The year 2024 was remarkable for the hedge fund and ETF industries, both in terms of fresh money inflows and performance. In 2025, these two asset classes could also benefit from strong demand, driven by the desire to protect against a potential market reversal and/or take advantage of price anomalies that may arise within a new framework of international relations. Hedge funds indeed offer access to innovative investment strategies, while ETFs are increasingly designed to meet investment objectives previously reserved for hedge funds – and at very low costs.

Funds positioned for the unknown

On the hedge fund front, let's recall that investors injected more than $400 billion into hedge funds in 2024, according to figures from Hedge Fund Research (HFR). This brings the total capital managed by this industry to over $4.5 trillion (end of December 2024). Most of these investors were not disappointed. The overall funds, measured by the HFRI Fund Weighted Composite Index, increased by 9.8% last year.

"Institutional investors are likely to increase their allocations to hedge funds, which have demonstrated the robustness of their strategies during the volatile year that was 2024 and are tactically positioned for the diverse and unpredictable impacts of rapidly evolving policy changes in 2025," predicts Kenneth J. Heinz, president of Hedge Fund Research (HFR), in a recent market report.

Apart from cryptocurrency-based strategies, the strategies that performed best in 2024 and early this year are directional strategies. In other words, trend following and momentum. Morgan Stanley defines momentum as the quintile of stocks with the highest risk-adjusted returns over 12 months compared to the quintile with the lowest returns. These strategies recorded a gain of 12% in 2024 and 1.68% in January 2025, according to HFR data.

These returns are largely explained by their long positions in major US technology stocks. Although their growth prospects and profit margins remain solid and their valuations are not comparable to those of the internet bubble of the 2000s, the sector poses a concentration risk. In other words, the risk that high returns are excessively dependent on a very limited number of stocks composing the US market.

Momentum facing concentration risk

These questions may suggest that some heavily undervalued stocks could regain favor with investors seeking diversification and/or superior future returns. Thus, the segment of activist funds within event-driven strategies recorded a 2.4% increase in January. Similarly, event-driven arbitrage in the credit market rose by 1.95% over the same period, outperforming both directional strategies.

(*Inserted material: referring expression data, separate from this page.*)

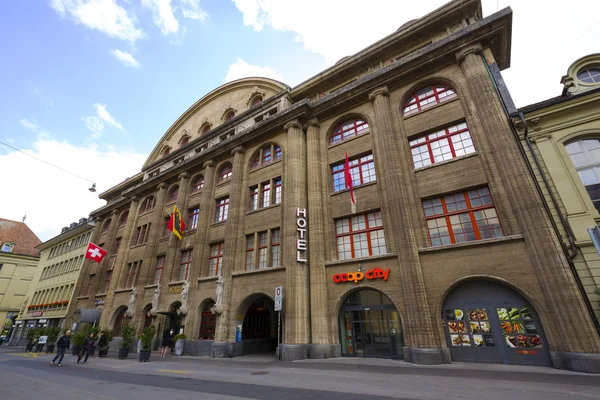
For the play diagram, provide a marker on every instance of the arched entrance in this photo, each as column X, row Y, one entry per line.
column 258, row 331
column 369, row 326
column 488, row 322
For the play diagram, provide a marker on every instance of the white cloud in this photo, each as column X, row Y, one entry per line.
column 126, row 58
column 241, row 69
column 43, row 189
column 162, row 15
column 191, row 9
column 103, row 15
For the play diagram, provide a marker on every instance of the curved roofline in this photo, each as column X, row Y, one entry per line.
column 207, row 98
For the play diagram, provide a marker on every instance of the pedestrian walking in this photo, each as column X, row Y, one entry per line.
column 87, row 349
column 167, row 340
column 61, row 346
column 102, row 345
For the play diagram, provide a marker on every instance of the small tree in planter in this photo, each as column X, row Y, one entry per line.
column 52, row 332
column 146, row 339
column 179, row 343
column 127, row 334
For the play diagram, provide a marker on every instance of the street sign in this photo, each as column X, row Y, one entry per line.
column 278, row 298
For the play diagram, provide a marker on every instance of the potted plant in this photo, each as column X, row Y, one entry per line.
column 30, row 336
column 127, row 334
column 52, row 332
column 146, row 339
column 179, row 343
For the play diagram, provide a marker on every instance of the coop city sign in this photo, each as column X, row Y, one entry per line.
column 375, row 273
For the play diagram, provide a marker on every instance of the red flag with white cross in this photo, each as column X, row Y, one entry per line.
column 95, row 253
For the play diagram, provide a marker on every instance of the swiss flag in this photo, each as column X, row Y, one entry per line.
column 95, row 253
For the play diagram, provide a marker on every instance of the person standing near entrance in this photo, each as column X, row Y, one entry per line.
column 62, row 345
column 167, row 340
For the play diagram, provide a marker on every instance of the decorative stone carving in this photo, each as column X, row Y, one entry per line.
column 131, row 306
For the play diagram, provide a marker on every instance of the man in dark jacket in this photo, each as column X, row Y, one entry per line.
column 62, row 345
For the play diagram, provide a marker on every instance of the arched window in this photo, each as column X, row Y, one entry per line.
column 123, row 219
column 173, row 193
column 208, row 322
column 426, row 98
column 267, row 154
column 147, row 205
column 348, row 129
column 585, row 155
column 225, row 173
column 198, row 184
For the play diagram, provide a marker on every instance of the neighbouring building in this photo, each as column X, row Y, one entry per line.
column 52, row 289
column 447, row 252
column 19, row 259
column 561, row 137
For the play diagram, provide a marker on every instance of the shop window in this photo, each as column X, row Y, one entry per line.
column 362, row 170
column 585, row 155
column 427, row 98
column 349, row 129
column 360, row 236
column 208, row 322
column 444, row 144
column 462, row 217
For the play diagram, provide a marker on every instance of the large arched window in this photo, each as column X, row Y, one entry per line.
column 426, row 98
column 225, row 173
column 267, row 154
column 585, row 155
column 348, row 129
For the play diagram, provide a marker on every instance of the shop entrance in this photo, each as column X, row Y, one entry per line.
column 488, row 322
column 369, row 326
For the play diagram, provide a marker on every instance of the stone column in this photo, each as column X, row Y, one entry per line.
column 574, row 331
column 224, row 344
column 423, row 344
column 297, row 328
column 321, row 345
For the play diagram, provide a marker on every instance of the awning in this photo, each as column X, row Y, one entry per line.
column 87, row 315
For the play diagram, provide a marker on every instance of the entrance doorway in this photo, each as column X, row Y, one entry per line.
column 369, row 326
column 488, row 322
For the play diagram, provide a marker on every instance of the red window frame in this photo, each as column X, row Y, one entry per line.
column 368, row 231
column 217, row 257
column 433, row 137
column 440, row 94
column 185, row 264
column 193, row 215
column 249, row 253
column 225, row 173
column 357, row 164
column 160, row 264
column 348, row 129
column 443, row 208
column 198, row 184
column 222, row 209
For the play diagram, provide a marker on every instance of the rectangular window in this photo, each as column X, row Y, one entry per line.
column 263, row 243
column 276, row 247
column 216, row 259
column 254, row 198
column 362, row 170
column 462, row 217
column 360, row 236
column 445, row 144
column 184, row 266
column 222, row 209
column 194, row 214
column 160, row 264
column 250, row 252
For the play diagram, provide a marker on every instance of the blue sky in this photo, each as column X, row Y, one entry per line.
column 69, row 99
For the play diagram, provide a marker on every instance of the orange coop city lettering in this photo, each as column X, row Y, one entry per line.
column 375, row 273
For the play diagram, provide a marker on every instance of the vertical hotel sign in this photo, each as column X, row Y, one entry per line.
column 301, row 242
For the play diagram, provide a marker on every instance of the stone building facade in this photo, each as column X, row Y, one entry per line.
column 445, row 254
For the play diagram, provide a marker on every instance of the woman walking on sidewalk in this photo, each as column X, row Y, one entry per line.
column 62, row 345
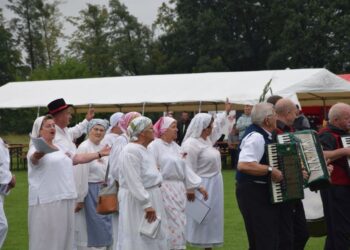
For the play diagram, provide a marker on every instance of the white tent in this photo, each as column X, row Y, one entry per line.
column 192, row 92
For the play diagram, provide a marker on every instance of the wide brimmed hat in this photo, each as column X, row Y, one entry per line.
column 57, row 105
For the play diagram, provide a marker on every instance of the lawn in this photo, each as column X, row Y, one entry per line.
column 16, row 207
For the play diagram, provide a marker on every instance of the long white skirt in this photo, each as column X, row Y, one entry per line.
column 131, row 214
column 174, row 198
column 3, row 222
column 51, row 225
column 210, row 233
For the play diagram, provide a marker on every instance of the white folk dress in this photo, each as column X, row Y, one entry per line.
column 92, row 172
column 139, row 181
column 52, row 197
column 111, row 139
column 205, row 161
column 177, row 177
column 5, row 178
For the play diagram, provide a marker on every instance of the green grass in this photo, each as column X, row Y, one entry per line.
column 16, row 208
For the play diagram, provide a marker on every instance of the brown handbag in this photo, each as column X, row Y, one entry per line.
column 107, row 202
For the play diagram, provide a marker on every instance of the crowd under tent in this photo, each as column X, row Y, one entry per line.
column 179, row 92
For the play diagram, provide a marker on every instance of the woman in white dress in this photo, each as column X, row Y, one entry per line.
column 205, row 161
column 52, row 191
column 118, row 144
column 98, row 231
column 177, row 178
column 114, row 130
column 140, row 199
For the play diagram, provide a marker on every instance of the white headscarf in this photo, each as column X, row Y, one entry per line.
column 199, row 122
column 137, row 125
column 36, row 128
column 114, row 120
column 92, row 123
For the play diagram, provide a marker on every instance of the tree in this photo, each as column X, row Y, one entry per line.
column 51, row 27
column 90, row 42
column 130, row 41
column 10, row 56
column 249, row 35
column 26, row 24
column 37, row 28
column 316, row 35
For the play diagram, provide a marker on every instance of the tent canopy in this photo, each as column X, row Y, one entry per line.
column 178, row 92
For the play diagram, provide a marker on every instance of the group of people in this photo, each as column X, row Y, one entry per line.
column 158, row 173
column 156, row 178
column 283, row 225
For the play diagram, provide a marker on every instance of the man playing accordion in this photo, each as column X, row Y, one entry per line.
column 261, row 217
column 336, row 199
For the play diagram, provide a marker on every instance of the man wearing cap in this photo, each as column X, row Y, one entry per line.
column 62, row 116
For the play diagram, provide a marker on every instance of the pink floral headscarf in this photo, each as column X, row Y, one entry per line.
column 162, row 125
column 126, row 119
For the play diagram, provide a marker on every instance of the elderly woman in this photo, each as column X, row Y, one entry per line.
column 114, row 130
column 177, row 178
column 118, row 144
column 140, row 198
column 205, row 161
column 92, row 175
column 52, row 191
column 121, row 142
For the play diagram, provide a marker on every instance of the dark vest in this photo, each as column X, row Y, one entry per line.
column 242, row 177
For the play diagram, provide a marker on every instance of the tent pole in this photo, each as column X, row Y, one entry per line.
column 143, row 108
column 324, row 109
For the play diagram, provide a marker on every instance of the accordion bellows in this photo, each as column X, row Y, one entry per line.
column 311, row 155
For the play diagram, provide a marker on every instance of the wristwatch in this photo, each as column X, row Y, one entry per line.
column 269, row 170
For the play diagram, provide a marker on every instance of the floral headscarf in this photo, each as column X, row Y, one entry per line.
column 199, row 122
column 162, row 125
column 126, row 119
column 137, row 125
column 114, row 120
column 94, row 122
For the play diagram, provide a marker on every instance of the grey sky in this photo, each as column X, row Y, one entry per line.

More broadly, event-driven funds seek to profit from events occurring within companies (M&A, bankruptcies, restructurings...) that may create price dislocations and opportunities for the most competent managers. "Alternative managers navigated a volatile January in the technology sector, with earnings, capital expenditures, and strategic outlooks impacted by intense competition in the AI field led by the Chinese startup DeepSeek," commented Kenneth J. Heinz.

On the ETF side, let's first note that the industry recorded a net inflow of $1.88 trillion in 2024 globally, bringing total assets to $14.85 trillion. Although the 20 largest ETFs capture the majority of capital, innovation aimed at meeting increasingly sophisticated needs remains particularly dynamic.

Finance professors at George Mason University also note that turning points coincide with moments when "uncertainty of uncertainty" is high. In French, this corresponds to a situation where the market is unable to accurately assess what is happening or when a trend is coming to an end.

"Overall, instruments that track volatility of volatility (VVIX index) or volatility itself (VIX index) can be useful in identifying market reversals. The standard idea that exuberance is the main indicator of market dynamics seems to hold true," write Derek Horstmeyer, Ruben Devia, and David Peters, professors at George Mason University, in a study published in February 2025.